Reviewed pieces of work: 1
Acted as reviewer: 2
Coaching Skills for Leaders – encouraging coaching as part of the Leader’s skill set
Part of a coaching development programme for senior leaders in part of the publicly-owned National Health Service. The programme lasts for 6 months or so and aims to develop a coaching leadership style. Participants receive a 2 day training programme (introducing the OSKAR model developed by Jackson & McKergow), supplemented by 2 half day and one full day follow up sessions (delivered by other members of the sfwork team). During this 6 month period, participants receive coaching from external coaches – members of the sfwork team. The external coaches have one face-to-face meeting with their coachees, followed by 5 telephone coaching sessions. This gives them experience of being coached while practising the skills themselves. So far, we have enrolled 8 cohorts onto the programme – a total of 97 people. One more cohort is about to start on the programme, which in itself is high praise from the client organisation. I have been the external coach for 19 of these individuals.
This was a very rewarding experience: during the review conversation we discussed the concept of “culture”; platform building and the art of what I called purposeful listening – listening FOR hints of what the client wants and what is already in place which might take him/her in a useful direction; the “miracle question” process; the importance of affirmations, both in the moment and as reinforcements later. I was particularly pleased to be asked with real curiosity about how I use affirmation to draw out so many resources from my clients. I am very grateful to my reviewers for their work and for a very stimulating and thought provoking conversation.
“Your affirmations were amazing and felt so genuine.

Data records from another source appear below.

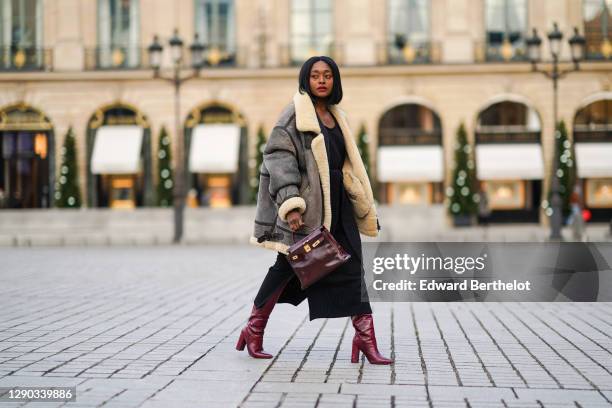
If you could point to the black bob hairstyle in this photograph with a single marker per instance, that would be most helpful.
(304, 80)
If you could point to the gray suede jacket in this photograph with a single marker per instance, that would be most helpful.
(295, 175)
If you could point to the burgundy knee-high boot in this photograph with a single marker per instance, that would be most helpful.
(365, 340)
(252, 334)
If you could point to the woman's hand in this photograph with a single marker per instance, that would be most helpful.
(294, 219)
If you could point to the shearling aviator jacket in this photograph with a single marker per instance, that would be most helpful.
(295, 174)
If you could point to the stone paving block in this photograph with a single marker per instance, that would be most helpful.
(156, 327)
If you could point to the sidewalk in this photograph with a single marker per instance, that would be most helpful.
(156, 327)
(154, 226)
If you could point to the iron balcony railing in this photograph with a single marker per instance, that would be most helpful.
(407, 137)
(408, 52)
(296, 54)
(16, 58)
(485, 51)
(115, 57)
(506, 134)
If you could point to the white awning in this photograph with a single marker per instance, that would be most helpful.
(509, 161)
(117, 150)
(594, 159)
(410, 163)
(214, 148)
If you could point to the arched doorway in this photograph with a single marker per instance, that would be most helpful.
(593, 146)
(509, 161)
(410, 163)
(216, 156)
(27, 158)
(119, 158)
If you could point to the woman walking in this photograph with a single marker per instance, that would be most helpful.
(312, 175)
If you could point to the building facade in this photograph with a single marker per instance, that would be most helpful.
(413, 71)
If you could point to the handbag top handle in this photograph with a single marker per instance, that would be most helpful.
(303, 226)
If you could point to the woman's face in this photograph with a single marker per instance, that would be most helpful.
(321, 79)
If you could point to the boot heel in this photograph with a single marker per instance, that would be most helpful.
(241, 342)
(355, 353)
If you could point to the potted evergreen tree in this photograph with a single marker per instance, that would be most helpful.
(259, 148)
(67, 190)
(462, 197)
(566, 172)
(165, 184)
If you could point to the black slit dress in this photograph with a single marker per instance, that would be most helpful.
(340, 293)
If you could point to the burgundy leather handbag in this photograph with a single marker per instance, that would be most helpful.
(315, 256)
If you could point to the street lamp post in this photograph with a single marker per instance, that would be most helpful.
(177, 79)
(577, 46)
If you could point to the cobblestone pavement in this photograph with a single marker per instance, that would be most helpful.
(156, 327)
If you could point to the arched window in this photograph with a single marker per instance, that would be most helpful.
(410, 159)
(408, 31)
(410, 124)
(598, 28)
(118, 34)
(509, 160)
(508, 121)
(21, 34)
(311, 29)
(506, 25)
(215, 25)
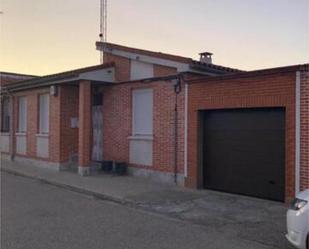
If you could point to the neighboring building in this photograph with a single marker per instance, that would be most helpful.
(171, 119)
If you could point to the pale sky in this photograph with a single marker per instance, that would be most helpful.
(48, 36)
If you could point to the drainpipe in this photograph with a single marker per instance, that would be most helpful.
(186, 132)
(177, 90)
(297, 133)
(12, 132)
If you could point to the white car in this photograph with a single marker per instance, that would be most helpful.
(298, 221)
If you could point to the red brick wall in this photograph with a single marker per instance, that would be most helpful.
(117, 124)
(304, 137)
(69, 135)
(84, 124)
(159, 70)
(273, 90)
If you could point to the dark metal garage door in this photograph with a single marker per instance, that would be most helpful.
(244, 151)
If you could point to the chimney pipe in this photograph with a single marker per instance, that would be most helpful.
(205, 57)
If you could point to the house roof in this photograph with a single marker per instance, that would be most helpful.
(57, 78)
(9, 77)
(192, 63)
(144, 52)
(253, 73)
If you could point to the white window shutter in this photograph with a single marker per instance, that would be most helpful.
(143, 112)
(22, 114)
(44, 114)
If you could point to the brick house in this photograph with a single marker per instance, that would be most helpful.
(171, 118)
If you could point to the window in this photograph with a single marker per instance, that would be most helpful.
(22, 114)
(44, 114)
(141, 70)
(142, 112)
(5, 114)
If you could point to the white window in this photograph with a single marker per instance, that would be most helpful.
(142, 112)
(44, 114)
(22, 114)
(141, 70)
(5, 114)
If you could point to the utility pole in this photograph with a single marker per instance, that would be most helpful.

They gave me a warm glow and belief in myself that I have never received from anyone else.”
“This has been a wonderful life changing opportunity that I will cherish and treasure. It’s really helped me back on the right road for me!”
The resource gossip with Jenny indicated that she is a reflective and respectful practitioner. She keeps a tight and conscious rein on the principles of SF in her work and her variations around its use have been thoughtfully considered. Her work indicated that she listens acutely to her clients, following the clues in the conversation, accepting and working with their perceptions. She demonstrated a clear ability to move the client from a consideration of internal to observable states that assisted the client. Her report demonstrated interactions that kept the door open to signs of a better future in difficult circumstances. She also demonstrated the skill of seeing everything as useful when working with clients’ anger and frustration. Her work suggested that Jenny focuses clients on working on the interactions in the workplace and that she distinguishes between signs and steps depending on circumstance. The resource gossip generated discussions about interpretations of SF in practice to be considered moving forward.
It was a pleasure to review Jenny’s submission. The three case studies Jenny describes illustrated her skill at working with the individual (not the problem), staying at the surface, and fitting the process to the client’s narrative. Two aspects of Jenny’s written submission I found particularly deserve merit:
Jenny’s submission could have been titled “The Magic of Affirmation” – she seems highly talented at eliciting, in detail, client resources and strengths and playing this back in useful and respectful ways. The client commentary in all three cases alluded to the value of Jenny’s affirmations. Insoo’s eloquent description of the worker’s role in providing a “tap on the shoulder” is especially emphasised in Jenny’s work.
I think it was also Insoo who stated that solutions are found in the detail not generalisations. What impressed me here is the detail Jenny captures from her coaching. The follow-up notes are a rich narrative record. I guess the follow-up notes are a powerful intervention in their own right as the client is reading about their own life in a frame of possibility.
The written submission conveyed to me that Jenny is someone who has a complete belief in the SF process – “clues” were plentiful in her “position” as a practitioner. The ‘Resource Gossip’ added richness to the “clues” present in Jenny‘s practice.
About The Candidate:
Jenny Clarke is the co-Director of the Centre for Solutions Focus at Work (sfwork). Following a long career in the energy industry she has spent the last 15 years as an independent facilitator and coach. She works with large organisations, groups and individuals adapting to change and as a personal coach to managers and directors. She loves travelling and has worked in both hemispheres and east and west of the Greenwich Meridian.